Onelake

Relational or non-relational. SQL or Spark. Streaming or Batch. Binary or text. No matter how your data is born, with modern Data Warehouse your data is governed, accessible and usable! Onelake is the Onedrive for data.

With Microsoft Synapse you merge all your data to single platform. Open architecture with Delta-fileformat you can use your data with the tools you prefer! Qumio has a strong background creating scalable Onelake architectures with first customers already in production.

Lakehouse

Delta as industry standard and open format is the best choice for Lakehouse architecture. Onelake being Azure Data Lake gen2 compatible makes it ideal for data storage.

We do native apps on the platform but also help customers to get most from their existing Data Bricks investments and help you move forward to Synapse platform.

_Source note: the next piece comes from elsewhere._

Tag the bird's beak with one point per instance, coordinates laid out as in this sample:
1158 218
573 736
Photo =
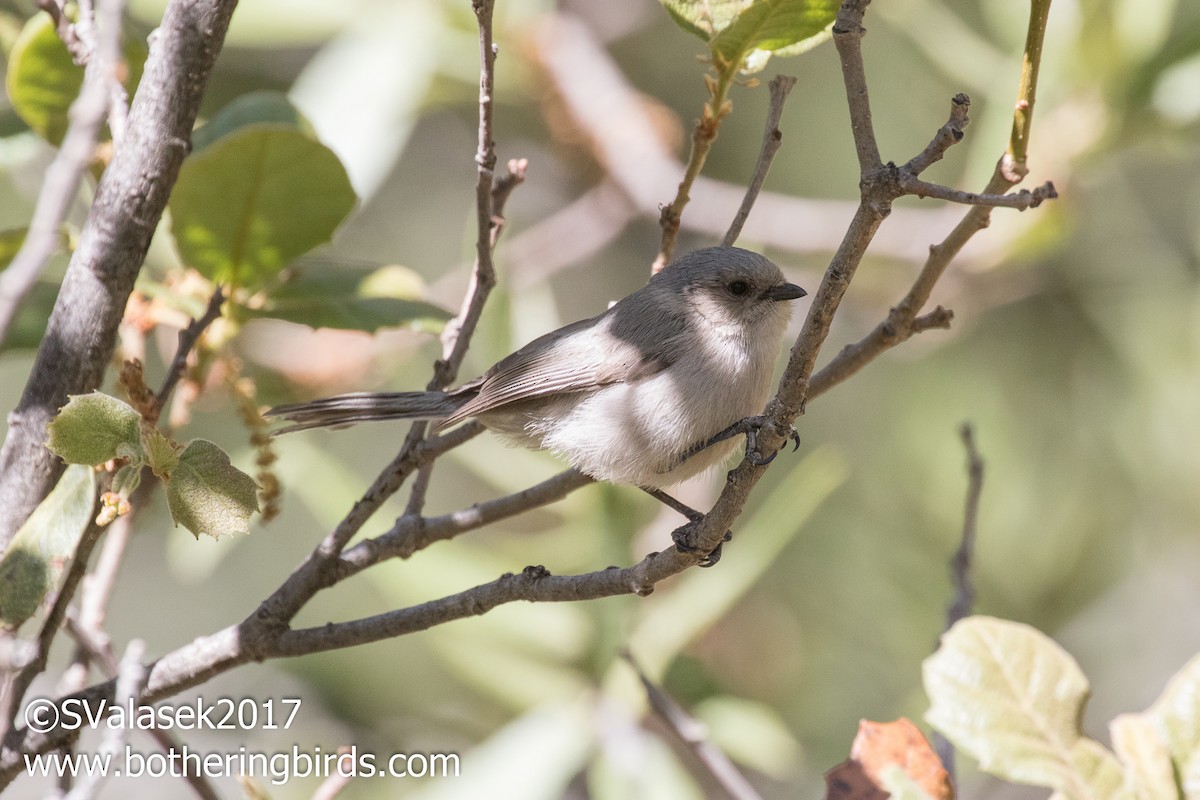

Synapse is fully integrated stack where data on the Onelake is immediately usable with all different workloads, no ETL required.

Warehouse

SQL Warehouse has been crucial part of the Enterprise analytical platform for decades. Almost every tool on the planet can connect to T-SQL endpoint. SQL Warehouse for the future is open with Delta-fileformat from the bottom and T-SQL compliant from the top!

That’s Synapse Warehouse in 2023. Scalable, familiar, compatible … Let’s transform your current investment into new performant platform.

Qumio has long history with biggest DW’s in Finland. Many of which are running in Microsoft MPP architectures. Now first of them are migrating to Synapse architecture and we are helping them to get most out of the investments done during the years.

Medallion architecture

The medallion architecture describes a series of data layers that define the quality of data stored in the Lakehouse. Bronze layer is the raw, silver validated and gold enriched. Layers describe the quality of the data. Medallion architecture makes it possible to do reloading of the data and it allows very scalable loading of the data. Medallion architecture does not replace dimensional modeling needed for efficient analytics from Gold layer. Bronze layer is very close to original data format and Silver layer varies depending the use-case and business needs.

Bronze layer

Bronze layer maintains the raw state of the data. Data is stored as close to original format as possible. Data can be coming from streaming or batch sources. Whole and complete history is saved so reloading higher layers is possible from the bronze layer.

Silver layer

Data is validated and deduplicated. Data is stored most commonly in efficient Delta-tables and powerful advanced analysis can be done from Silver layer.

Silver layer provides enterprise view which is conformed and cleansed. Silver layer combines data from multiple sources into single view and has validated relationships between entities.

Silver layer enables Data Scientists and analysts to create value and work with all enterprise data.

Silver layer has often 3rd-normal form like data model but some customers also implement this via datavault-like modelling.

Gold layer

Gold layer serves the actual business analytics. Data is aggregated and transformed to dimensional models that business users and use-cases can work with. All data is easily queried from Delta-tables. It can be source for Tabular Direct Lake models. Data is updated based on the business requirements, normally at least daily but very often near real-time.

Qumio helps customers to transform their Data Platform to modern lakehouse medallion architecture. Onelake fits perfectly into this architecture with its versatile access right and policy model. Automatic Delta-table discovery helps business users to benefit from the data as soon as they are ready on the lake.

Delta fileformat

Onelake can contain all kinds of filetypes. No matter whether it is in textual or binary format. But to be able to query data it has to be in certain binary format and in Onelake this format is Delta. Delta is based on parquet binary files + additional metadata to maintain information about files. All Data modification operations (DML) work against Delta tables. Microsoft has implemented native support to latest delta features like Delta deletion vectors. Deletion vectors is an enhancement that adds a bitmap on top of parquet file allowing deletes to happen without complete rewrite of file optimizing the performance and speed.

Onelake also has parquet optimizing technique called vertiparquet. It is Microsoft’s propriety technology to make parquet files as fast as columnstore index is at SQL Server and Analysis services.